A MOMENT is a shared experience that happens in the blink of an eye. Music happens when a note is played in a MOMENT. War starts the MOMENT a “bomb” is dropped. A parent is made the MOMENT of their child’s first cry. Love starts when two people have a MOMENT. It’s the first time you drive a car, have your first kiss, first drink, first view of the ocean, first snowball, first… that first MOMENT feeling. Then there is the first fall, first break up, first fit of anger, first crash, first broken bone. Life is a series of MOMENTS: the ones we cherish and the ones we fear. I believe it is what we do with those MOMENTS that make us who we are.

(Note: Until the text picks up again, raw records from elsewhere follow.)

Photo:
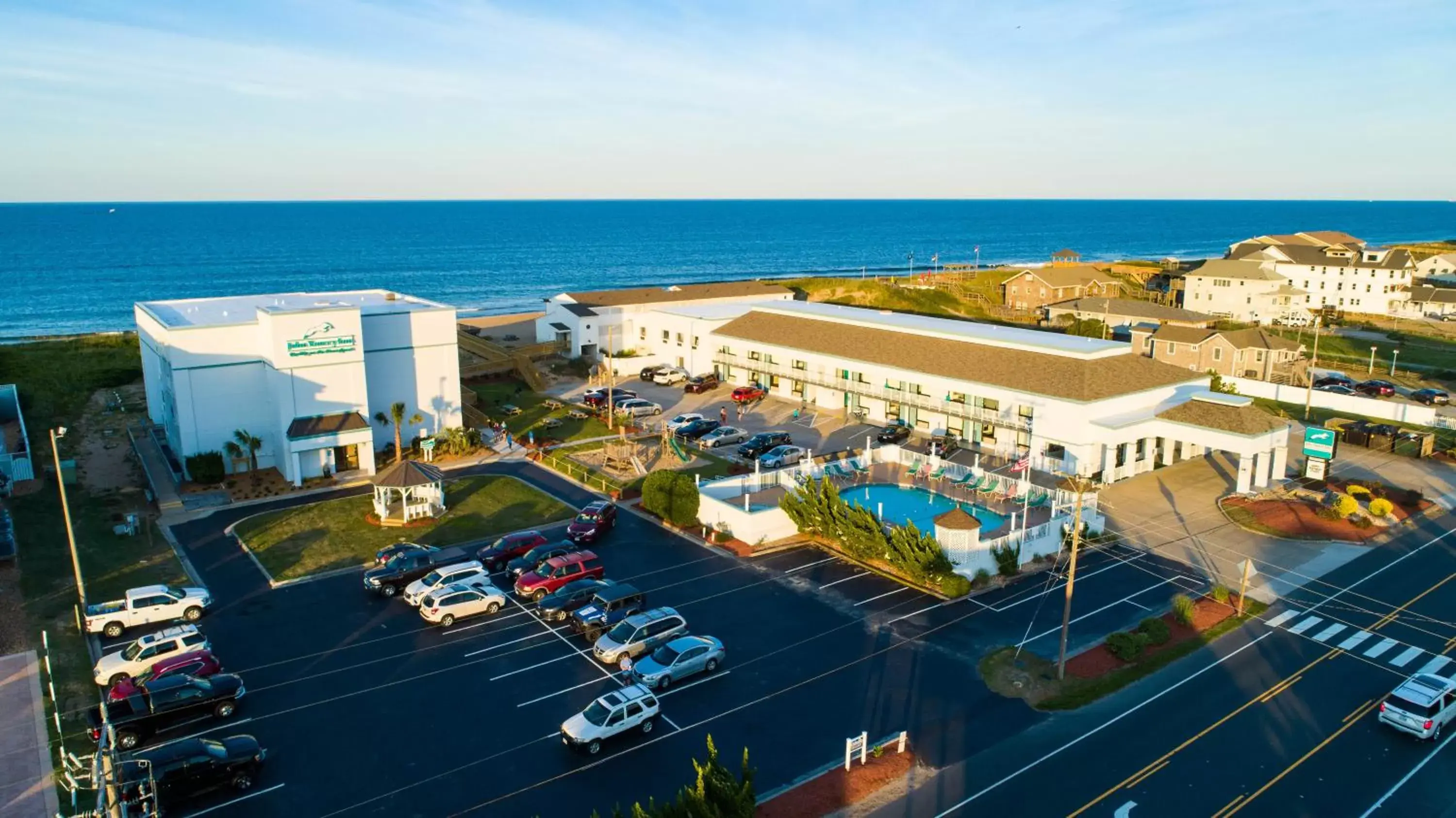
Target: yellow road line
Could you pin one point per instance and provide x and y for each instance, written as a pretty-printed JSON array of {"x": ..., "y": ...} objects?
[{"x": 1352, "y": 721}]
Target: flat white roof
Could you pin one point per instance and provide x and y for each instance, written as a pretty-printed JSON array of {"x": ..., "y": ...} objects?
[
  {"x": 244, "y": 309},
  {"x": 988, "y": 334}
]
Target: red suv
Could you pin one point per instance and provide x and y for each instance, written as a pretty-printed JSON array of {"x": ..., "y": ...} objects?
[
  {"x": 557, "y": 573},
  {"x": 509, "y": 548},
  {"x": 746, "y": 393},
  {"x": 199, "y": 663}
]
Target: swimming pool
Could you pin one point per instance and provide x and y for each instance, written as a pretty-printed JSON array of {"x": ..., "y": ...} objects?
[{"x": 919, "y": 507}]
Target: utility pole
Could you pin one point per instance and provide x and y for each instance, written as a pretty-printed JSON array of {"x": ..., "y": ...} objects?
[
  {"x": 1309, "y": 376},
  {"x": 1081, "y": 484}
]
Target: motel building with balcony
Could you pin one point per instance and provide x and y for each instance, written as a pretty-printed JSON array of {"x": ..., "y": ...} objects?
[{"x": 1072, "y": 407}]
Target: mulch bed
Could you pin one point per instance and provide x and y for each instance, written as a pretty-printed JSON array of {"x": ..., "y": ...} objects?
[
  {"x": 839, "y": 789},
  {"x": 1206, "y": 613}
]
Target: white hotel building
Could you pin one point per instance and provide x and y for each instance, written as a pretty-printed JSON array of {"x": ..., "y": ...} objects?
[
  {"x": 303, "y": 372},
  {"x": 1075, "y": 405}
]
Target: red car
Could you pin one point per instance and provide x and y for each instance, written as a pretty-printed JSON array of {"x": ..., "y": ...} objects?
[
  {"x": 557, "y": 573},
  {"x": 509, "y": 548},
  {"x": 199, "y": 663},
  {"x": 746, "y": 393}
]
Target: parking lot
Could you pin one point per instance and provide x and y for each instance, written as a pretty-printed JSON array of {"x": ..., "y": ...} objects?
[{"x": 366, "y": 709}]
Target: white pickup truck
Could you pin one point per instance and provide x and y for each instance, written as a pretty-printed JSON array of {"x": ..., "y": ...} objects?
[{"x": 146, "y": 606}]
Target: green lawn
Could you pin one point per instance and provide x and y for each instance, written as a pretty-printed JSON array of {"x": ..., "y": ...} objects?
[
  {"x": 324, "y": 536},
  {"x": 533, "y": 411}
]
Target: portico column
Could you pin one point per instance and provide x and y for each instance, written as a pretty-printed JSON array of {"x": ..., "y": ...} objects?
[
  {"x": 1280, "y": 462},
  {"x": 1261, "y": 469}
]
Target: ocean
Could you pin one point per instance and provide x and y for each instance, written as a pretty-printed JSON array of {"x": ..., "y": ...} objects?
[{"x": 72, "y": 268}]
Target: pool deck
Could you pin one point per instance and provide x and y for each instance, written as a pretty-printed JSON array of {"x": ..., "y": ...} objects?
[{"x": 896, "y": 475}]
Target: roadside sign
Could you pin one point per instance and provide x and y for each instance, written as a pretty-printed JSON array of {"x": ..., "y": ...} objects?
[{"x": 1320, "y": 443}]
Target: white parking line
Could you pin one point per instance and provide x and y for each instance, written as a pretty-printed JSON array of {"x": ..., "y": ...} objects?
[
  {"x": 845, "y": 580},
  {"x": 883, "y": 596},
  {"x": 560, "y": 692},
  {"x": 810, "y": 565},
  {"x": 503, "y": 645},
  {"x": 235, "y": 801},
  {"x": 666, "y": 693},
  {"x": 536, "y": 666}
]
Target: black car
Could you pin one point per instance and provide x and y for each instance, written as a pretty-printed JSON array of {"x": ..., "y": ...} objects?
[
  {"x": 168, "y": 703},
  {"x": 608, "y": 607},
  {"x": 555, "y": 607},
  {"x": 391, "y": 552},
  {"x": 401, "y": 571},
  {"x": 761, "y": 443},
  {"x": 532, "y": 559},
  {"x": 190, "y": 768},
  {"x": 698, "y": 428},
  {"x": 894, "y": 433}
]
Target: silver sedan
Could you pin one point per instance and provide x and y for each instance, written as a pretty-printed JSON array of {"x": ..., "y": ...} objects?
[{"x": 678, "y": 660}]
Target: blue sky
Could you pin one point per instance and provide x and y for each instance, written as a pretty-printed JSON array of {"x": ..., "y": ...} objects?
[{"x": 258, "y": 99}]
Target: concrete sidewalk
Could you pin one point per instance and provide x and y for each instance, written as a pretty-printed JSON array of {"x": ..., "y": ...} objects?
[{"x": 27, "y": 785}]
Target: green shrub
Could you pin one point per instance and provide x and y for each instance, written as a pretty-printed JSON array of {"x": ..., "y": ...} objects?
[
  {"x": 956, "y": 586},
  {"x": 1126, "y": 647},
  {"x": 1155, "y": 631},
  {"x": 206, "y": 468},
  {"x": 1183, "y": 609}
]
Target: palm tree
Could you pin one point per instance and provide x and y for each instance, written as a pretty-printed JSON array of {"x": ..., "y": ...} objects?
[
  {"x": 244, "y": 442},
  {"x": 397, "y": 418}
]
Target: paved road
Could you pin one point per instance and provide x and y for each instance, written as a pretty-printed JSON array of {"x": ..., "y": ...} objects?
[{"x": 1276, "y": 720}]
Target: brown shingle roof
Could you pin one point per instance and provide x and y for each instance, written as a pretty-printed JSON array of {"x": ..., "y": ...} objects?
[
  {"x": 680, "y": 293},
  {"x": 957, "y": 520},
  {"x": 1135, "y": 308},
  {"x": 1238, "y": 420},
  {"x": 327, "y": 425},
  {"x": 1023, "y": 370}
]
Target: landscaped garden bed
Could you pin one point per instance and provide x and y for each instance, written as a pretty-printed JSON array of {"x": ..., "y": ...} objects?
[
  {"x": 324, "y": 536},
  {"x": 1119, "y": 661}
]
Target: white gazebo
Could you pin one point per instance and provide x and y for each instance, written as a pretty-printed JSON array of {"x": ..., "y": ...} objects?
[{"x": 408, "y": 491}]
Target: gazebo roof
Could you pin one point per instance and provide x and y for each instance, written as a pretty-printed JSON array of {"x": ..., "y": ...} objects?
[
  {"x": 957, "y": 519},
  {"x": 408, "y": 474}
]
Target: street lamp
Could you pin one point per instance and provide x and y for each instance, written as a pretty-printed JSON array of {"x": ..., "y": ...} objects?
[{"x": 66, "y": 513}]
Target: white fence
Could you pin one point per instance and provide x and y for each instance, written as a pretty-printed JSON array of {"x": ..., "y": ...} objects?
[{"x": 1356, "y": 405}]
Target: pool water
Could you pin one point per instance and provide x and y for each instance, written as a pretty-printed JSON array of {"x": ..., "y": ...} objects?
[{"x": 919, "y": 507}]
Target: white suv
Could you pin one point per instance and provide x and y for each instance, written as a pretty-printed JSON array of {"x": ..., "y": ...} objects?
[
  {"x": 443, "y": 606},
  {"x": 148, "y": 651},
  {"x": 634, "y": 706},
  {"x": 1422, "y": 705},
  {"x": 442, "y": 577}
]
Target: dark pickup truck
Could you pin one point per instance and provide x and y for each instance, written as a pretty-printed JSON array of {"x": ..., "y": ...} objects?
[{"x": 168, "y": 703}]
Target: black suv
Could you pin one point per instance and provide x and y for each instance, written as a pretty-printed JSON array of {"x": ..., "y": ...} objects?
[
  {"x": 190, "y": 768},
  {"x": 532, "y": 559},
  {"x": 166, "y": 703},
  {"x": 761, "y": 443},
  {"x": 608, "y": 607},
  {"x": 555, "y": 607},
  {"x": 405, "y": 568}
]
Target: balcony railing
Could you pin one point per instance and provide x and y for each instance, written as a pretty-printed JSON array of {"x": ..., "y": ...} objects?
[{"x": 905, "y": 398}]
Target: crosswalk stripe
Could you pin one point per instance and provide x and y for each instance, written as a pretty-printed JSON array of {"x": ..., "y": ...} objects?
[
  {"x": 1307, "y": 623},
  {"x": 1385, "y": 645},
  {"x": 1406, "y": 657},
  {"x": 1283, "y": 618},
  {"x": 1356, "y": 639},
  {"x": 1435, "y": 664}
]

The first time I saw my wife, we had a MOMENT. It is burned in my memory forever. I look back at that MOMENT and know that I will never get it back, but remember it as part of the series of MOMENTS that made her the one person in the world I can’t live without. If I lived looking back at that one MOMENT to define me, I would not have much to live for. It's the new MOMENTS we share that make us thrive. It’s the MOMENT I see her walk through the door after work. It’s the MOMENT I see her lips turn up and eyes roll back when I say something funny. It’s the tilt of her head towards me when she needs a hug. I cherish those moments because I acted on that first MOMENT.
The village earth that we all live in is a collection of shared MOMENTS. The MOMENT we first made fire. The MOMENT we first set sail, the MOMENT we first wrote, the MOMENT we first flew, the MOMENT of the first phone call, the first picture, the first movie, the first man in space. The bombing of Pearl Harbor, genocide in Rwanda, Cambodia, Bosnia, school shootings, suicide bombings, the MOMENT the towers fell. Shock and awe.
All of those MOMENTS are big MOMENTS; the good and the bad. These MOMENTS and the ones that follow are a series of less significant MOMENTS that make us who we are. It’s the little MOMENTS that lead us to a world of unity or division, that build community or create isolationism, that build nations or unite races, that quench thirst or bring starvation, that divide neighbors or invite us to embrace strangers.